Last year, researchers in Sheffield announced that they had discovered two different variants of the gene responsible for producing TNF. One variant could lead to excessive production of TNF. This sent Dr Kwiatkowski and his colleagues back to their deep freezes where they had stored DNA, taken in the form of blood samples from Gambian children.

The reseachers found that a child who inherited two copies of the high-production variant - one each from their mother and father - was seven times more likely to develop cerebral malaria than those who had inherited just one copy or none at all.
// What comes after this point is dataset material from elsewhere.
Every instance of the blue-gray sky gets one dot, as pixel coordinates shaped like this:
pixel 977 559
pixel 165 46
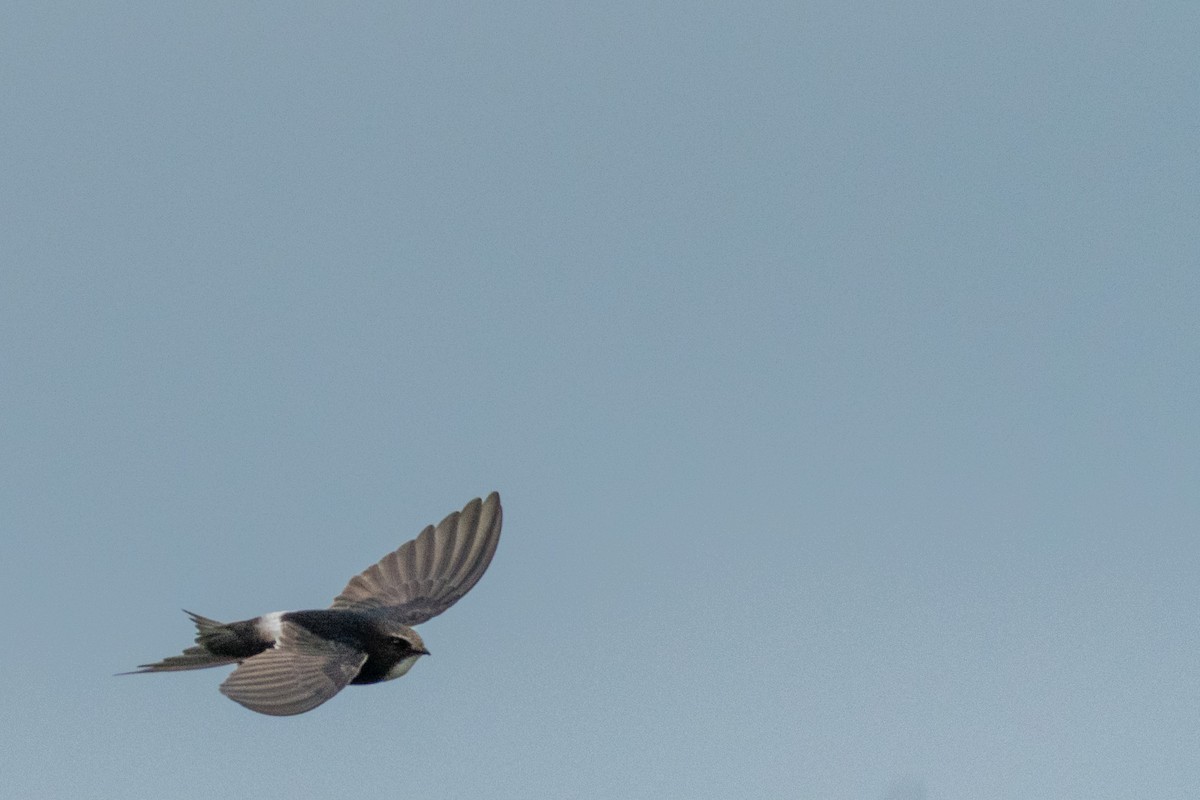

'Normally, the TNF response is a good thing, to activate the immune system,' Dr McGuire said. However, having an overactive immune system may be a bad thing. 'TNF probably contributes to fevers and the bodily wasting in tuberculosis,' he continued, and the way in which an infected person responds to TB may determine whether the illness is slight or severe and chronic.

However, Dr McGuire said that the gene is widespread in the Gambian population which suggests that it may confer other, as yet unknown advantages, in combating other diseases.